Comme dans d’autres écrits (surtout L’Enquête sur la justice politique… An enquiry concerning political Justice, and its influence on general virtue and happiness de 1793 et The enquirer. Reflections on education, manners and literature - Réflexions sur l’éducation, les mœurs et le bonheur de 1797), il revient souvent sur les idées préconçues qui nous animent et faussent notre jugement, notamment la vision pro-gouvernementaliste que les hommes ont intégré. L’éducation doit nous permettre de les dévoiler et d’en diminuer l’effet. Il se trouve ainsi dans la lignée de LA BOÉTIE qui en pourfendant « la servitude volontaire » est un des premiers grands précurseurs de la pensée libertaire. Dans The Enquirer… qui compte plus de 16 chapitres sur 26 consacrés aux problèmes éducatifs100, il insiste sur le rôle de pur conseiller que doit jouer le maître, et sur la nécessité d’ouvrir l’école à la vie, à la société. Un des premiers, il met en avant la nécessité de partir des besoins plus ou moins spontanés de l’apprenant. L’élève est au centre, dirions nous aujourd’hui ; mais plus que l’élève, ce qui est central c’est son autonomie. D’où l’exclusion des méthodes dogmatiques et autoritaires dans tout le processus éducatif ou formateur.

Il est préférable, assure GODWIN, d’apprendre à apprendre, de savoir discerner entre les choses et les connaissances, d’être donc maître le plus possible de son apprentissage et de son jugement : « en un mot, la première leçon dune éducation intelligente est : apprendre à penser, à discriminer, à se rappeler et à rechercher »101.

Le rôle central de l’éducation est de développer un sens éthique fondé sur spontanéité et amour de la liberté. L’individu est un être social, mais la société à laquelle il participe ne doit en aucun cas limiter son esprit critique, son autonomie de jugement.
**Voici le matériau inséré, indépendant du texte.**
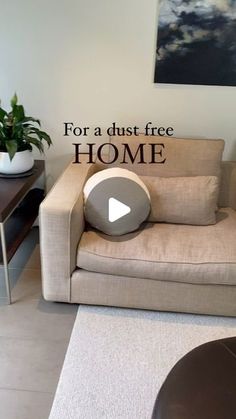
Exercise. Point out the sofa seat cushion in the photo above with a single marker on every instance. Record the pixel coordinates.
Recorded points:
(168, 252)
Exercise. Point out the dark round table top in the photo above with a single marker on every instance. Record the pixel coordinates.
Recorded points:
(202, 385)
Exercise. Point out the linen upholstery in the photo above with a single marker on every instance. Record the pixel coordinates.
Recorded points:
(183, 200)
(167, 252)
(184, 157)
(61, 225)
(227, 196)
(125, 291)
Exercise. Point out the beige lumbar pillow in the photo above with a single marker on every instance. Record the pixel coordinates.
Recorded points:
(183, 200)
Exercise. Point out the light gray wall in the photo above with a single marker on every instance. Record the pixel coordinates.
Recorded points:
(92, 62)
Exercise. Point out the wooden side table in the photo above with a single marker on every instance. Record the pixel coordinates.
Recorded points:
(19, 205)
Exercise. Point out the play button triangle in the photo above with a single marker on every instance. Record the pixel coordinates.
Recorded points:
(117, 210)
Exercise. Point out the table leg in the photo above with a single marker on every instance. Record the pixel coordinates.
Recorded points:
(5, 262)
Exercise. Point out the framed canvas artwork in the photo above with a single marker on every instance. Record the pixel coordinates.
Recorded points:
(196, 42)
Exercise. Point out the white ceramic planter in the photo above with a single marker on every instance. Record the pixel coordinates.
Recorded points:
(21, 162)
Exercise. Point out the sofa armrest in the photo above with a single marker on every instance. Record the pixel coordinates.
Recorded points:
(61, 220)
(227, 197)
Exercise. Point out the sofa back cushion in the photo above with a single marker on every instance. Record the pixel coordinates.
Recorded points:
(184, 157)
(183, 200)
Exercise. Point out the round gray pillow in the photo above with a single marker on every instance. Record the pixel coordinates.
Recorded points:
(116, 201)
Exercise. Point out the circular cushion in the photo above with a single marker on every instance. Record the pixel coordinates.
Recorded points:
(116, 201)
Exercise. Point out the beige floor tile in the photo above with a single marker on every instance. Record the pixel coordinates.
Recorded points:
(30, 364)
(24, 405)
(28, 286)
(37, 320)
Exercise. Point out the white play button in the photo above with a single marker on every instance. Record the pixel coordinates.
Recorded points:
(117, 210)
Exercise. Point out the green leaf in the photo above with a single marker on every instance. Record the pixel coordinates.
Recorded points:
(18, 113)
(35, 142)
(2, 114)
(45, 136)
(14, 101)
(11, 146)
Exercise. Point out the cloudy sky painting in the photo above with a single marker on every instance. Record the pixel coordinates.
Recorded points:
(196, 42)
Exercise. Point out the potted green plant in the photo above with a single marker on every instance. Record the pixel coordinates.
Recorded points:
(18, 134)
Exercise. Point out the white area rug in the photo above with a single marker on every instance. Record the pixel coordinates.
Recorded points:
(117, 359)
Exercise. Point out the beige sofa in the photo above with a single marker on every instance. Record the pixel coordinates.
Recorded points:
(193, 271)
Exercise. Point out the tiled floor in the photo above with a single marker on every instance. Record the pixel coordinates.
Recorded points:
(34, 335)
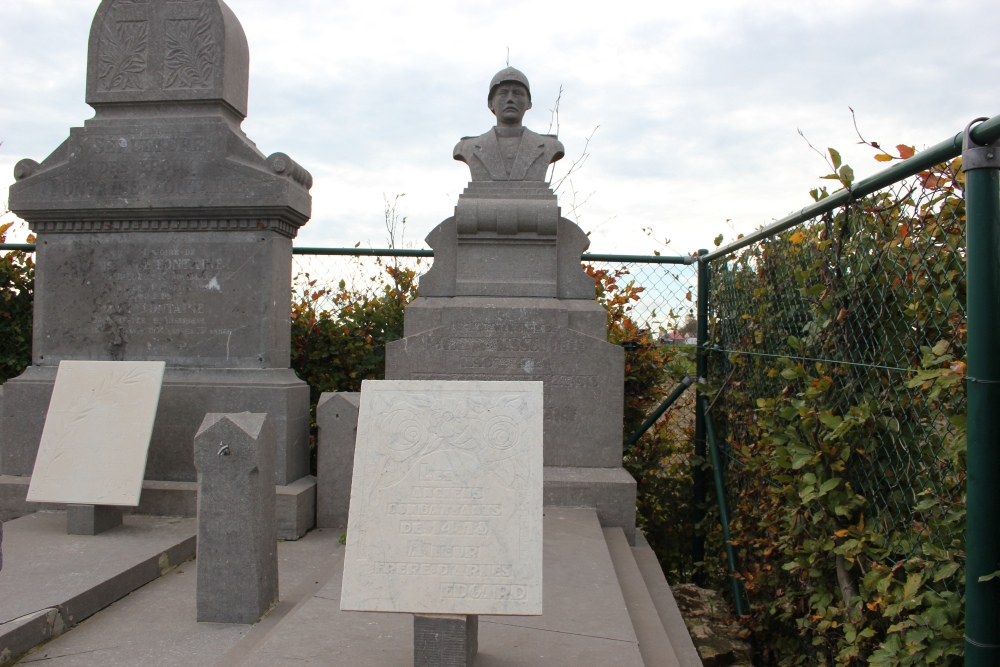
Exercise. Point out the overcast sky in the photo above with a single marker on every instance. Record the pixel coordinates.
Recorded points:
(698, 103)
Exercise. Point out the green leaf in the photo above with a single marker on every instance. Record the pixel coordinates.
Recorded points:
(988, 577)
(836, 158)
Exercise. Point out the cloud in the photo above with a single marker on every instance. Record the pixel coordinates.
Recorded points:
(698, 103)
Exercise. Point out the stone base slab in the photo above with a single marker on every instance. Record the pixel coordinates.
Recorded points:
(610, 491)
(52, 581)
(295, 510)
(445, 640)
(186, 396)
(92, 519)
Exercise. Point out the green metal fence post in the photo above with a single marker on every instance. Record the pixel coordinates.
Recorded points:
(697, 509)
(982, 599)
(720, 495)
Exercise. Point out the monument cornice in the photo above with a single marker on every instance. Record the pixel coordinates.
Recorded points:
(282, 222)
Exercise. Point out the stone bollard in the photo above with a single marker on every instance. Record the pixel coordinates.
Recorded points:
(445, 640)
(237, 539)
(337, 418)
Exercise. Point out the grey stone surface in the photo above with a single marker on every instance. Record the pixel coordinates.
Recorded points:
(163, 233)
(92, 519)
(445, 641)
(295, 508)
(521, 339)
(611, 491)
(237, 553)
(654, 645)
(337, 418)
(666, 606)
(585, 622)
(97, 430)
(509, 152)
(155, 625)
(52, 581)
(446, 499)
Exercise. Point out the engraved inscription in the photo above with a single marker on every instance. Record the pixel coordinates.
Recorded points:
(446, 499)
(123, 55)
(191, 53)
(93, 446)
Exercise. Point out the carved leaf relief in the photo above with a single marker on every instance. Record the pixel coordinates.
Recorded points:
(123, 55)
(190, 58)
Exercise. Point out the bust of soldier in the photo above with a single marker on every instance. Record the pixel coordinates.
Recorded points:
(509, 151)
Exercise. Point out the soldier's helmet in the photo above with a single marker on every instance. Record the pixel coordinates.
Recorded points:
(505, 75)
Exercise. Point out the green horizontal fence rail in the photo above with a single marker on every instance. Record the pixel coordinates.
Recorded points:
(858, 298)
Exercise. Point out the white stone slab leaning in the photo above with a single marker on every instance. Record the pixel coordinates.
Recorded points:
(96, 435)
(446, 500)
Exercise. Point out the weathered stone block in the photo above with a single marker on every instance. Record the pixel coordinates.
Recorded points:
(163, 233)
(513, 340)
(446, 502)
(295, 511)
(96, 436)
(441, 640)
(185, 396)
(337, 418)
(611, 491)
(92, 519)
(237, 540)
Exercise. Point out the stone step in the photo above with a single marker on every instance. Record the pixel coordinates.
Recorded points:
(52, 581)
(585, 619)
(663, 600)
(654, 644)
(597, 610)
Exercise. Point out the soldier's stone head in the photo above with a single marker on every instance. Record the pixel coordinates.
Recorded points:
(510, 97)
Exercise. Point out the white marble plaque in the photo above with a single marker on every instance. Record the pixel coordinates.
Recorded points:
(446, 501)
(96, 433)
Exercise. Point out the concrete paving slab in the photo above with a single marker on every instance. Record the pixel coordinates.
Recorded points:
(585, 620)
(45, 567)
(51, 581)
(155, 626)
(653, 642)
(666, 606)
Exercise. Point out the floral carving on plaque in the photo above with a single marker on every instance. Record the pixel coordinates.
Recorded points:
(123, 55)
(190, 57)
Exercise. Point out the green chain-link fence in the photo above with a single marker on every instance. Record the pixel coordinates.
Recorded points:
(837, 353)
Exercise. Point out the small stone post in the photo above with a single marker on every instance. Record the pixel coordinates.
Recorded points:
(237, 538)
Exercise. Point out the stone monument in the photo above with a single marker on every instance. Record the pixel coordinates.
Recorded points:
(163, 233)
(95, 441)
(507, 299)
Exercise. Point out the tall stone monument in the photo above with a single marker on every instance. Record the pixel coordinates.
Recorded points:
(507, 299)
(163, 233)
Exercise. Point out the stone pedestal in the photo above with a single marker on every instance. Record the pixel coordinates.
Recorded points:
(442, 640)
(92, 519)
(507, 299)
(237, 540)
(163, 233)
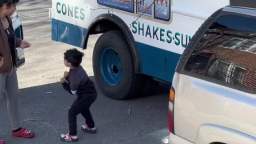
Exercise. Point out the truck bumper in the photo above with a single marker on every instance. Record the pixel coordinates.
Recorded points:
(173, 139)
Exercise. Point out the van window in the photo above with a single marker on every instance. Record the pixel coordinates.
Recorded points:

Comme tous les grands théoriciens de l’anarchisme à venir, le souci de GODWIN pour une éducation libre, respectueuse, autonome correspond à la volonté de mettre en accord les moyens et la fin, une humanité débarrassée elle aussi de la servitude et du mensonge autoritaire.
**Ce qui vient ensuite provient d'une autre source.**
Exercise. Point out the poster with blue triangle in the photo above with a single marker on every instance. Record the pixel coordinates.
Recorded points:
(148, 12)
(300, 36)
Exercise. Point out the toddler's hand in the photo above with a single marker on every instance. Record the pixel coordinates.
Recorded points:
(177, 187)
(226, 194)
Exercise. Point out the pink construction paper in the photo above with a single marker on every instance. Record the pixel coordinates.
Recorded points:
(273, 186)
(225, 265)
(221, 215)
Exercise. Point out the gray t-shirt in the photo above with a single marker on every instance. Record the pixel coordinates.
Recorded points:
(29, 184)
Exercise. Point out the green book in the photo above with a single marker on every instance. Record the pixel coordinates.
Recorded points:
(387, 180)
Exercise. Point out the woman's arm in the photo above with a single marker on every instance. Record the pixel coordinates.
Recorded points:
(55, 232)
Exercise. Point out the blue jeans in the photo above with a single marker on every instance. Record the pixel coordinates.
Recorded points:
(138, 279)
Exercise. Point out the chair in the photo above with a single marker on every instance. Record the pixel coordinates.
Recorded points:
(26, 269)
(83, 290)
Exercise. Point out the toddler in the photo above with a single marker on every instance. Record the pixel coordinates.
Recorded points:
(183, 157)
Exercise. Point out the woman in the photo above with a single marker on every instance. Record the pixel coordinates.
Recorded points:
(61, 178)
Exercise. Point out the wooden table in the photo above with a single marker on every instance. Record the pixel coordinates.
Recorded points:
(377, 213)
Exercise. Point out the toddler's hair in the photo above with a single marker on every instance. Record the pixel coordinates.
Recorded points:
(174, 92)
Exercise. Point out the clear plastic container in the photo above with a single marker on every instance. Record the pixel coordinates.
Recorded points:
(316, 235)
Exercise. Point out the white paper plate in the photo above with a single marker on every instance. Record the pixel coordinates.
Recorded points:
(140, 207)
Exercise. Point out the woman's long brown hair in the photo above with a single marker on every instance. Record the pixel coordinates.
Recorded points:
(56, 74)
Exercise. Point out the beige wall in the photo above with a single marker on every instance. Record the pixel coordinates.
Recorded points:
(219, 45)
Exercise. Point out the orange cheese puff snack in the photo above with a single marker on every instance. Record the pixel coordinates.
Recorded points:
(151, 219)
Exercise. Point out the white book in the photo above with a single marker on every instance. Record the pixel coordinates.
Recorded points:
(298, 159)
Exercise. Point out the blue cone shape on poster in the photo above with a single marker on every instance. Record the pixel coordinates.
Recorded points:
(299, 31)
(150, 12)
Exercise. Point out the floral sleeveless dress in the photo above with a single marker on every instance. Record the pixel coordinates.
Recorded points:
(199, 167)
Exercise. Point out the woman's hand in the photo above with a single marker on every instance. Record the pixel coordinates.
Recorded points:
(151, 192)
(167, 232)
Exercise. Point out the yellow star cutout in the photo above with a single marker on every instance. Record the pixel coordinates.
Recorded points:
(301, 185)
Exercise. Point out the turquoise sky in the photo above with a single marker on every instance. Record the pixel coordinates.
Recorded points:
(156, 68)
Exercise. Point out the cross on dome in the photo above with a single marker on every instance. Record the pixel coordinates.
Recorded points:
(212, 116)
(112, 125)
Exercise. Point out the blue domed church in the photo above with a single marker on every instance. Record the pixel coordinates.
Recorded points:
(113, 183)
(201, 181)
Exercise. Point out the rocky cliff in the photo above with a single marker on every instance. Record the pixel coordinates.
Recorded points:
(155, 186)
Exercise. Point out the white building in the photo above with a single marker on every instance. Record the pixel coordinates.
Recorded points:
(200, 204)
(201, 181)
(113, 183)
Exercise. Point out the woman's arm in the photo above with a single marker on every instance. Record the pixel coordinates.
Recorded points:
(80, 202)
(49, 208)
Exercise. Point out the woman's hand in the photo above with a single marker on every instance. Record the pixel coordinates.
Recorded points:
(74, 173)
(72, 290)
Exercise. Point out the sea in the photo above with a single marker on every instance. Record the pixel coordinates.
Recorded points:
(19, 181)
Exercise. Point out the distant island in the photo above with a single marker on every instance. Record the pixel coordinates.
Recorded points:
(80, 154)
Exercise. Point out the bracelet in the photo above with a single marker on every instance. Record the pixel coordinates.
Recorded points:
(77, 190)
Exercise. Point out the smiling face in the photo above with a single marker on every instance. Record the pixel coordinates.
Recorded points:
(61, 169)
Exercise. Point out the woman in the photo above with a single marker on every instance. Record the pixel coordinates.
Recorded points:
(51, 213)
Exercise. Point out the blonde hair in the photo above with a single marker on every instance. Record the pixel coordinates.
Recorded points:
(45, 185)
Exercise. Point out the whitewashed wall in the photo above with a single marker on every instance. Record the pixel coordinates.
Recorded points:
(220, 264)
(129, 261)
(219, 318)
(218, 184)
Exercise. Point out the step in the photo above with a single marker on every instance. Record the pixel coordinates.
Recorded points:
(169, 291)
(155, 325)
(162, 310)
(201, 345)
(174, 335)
Influencé partiellement par OWEN, il va lui-même influencer largement de nombreux écrivains essentiels, comme son gendre SHELLEY, sa fille Mary GODWIN-SHELLEY, et, nous affirme Tina TOMASSI, les transcendantalistes états-uniens ou les français Émile ZOLA et Octave MIRBEAU. Mais comme le note Alain THÉVENET, il semble curieusement méconnu par les grands théoriciens de l’anarchisme, sauf de KROPOTKINE.
Sa pensée pédagogique doit beaucoup à sa compagne et éminente féministe Mary WOLLSTONECRAFT (1759-1797) qui accentue le rôle dénonciateur du conformisme et de l’autoritarisme que doit absolument jouer l’éducation. Celle ci doit contrer l’influence liberticide néfaste de la famille autoritaire (pour la femme surtout, mais pas seulement). En bonne « annonciatrice » du féminisme libertaire, Mary vise l’universalité, pas la séparation des sexes, comme le prouvent deux ouvrages successifs : Défense des droits de l’homme en 1790, et Défense des droits de la femme en 1792.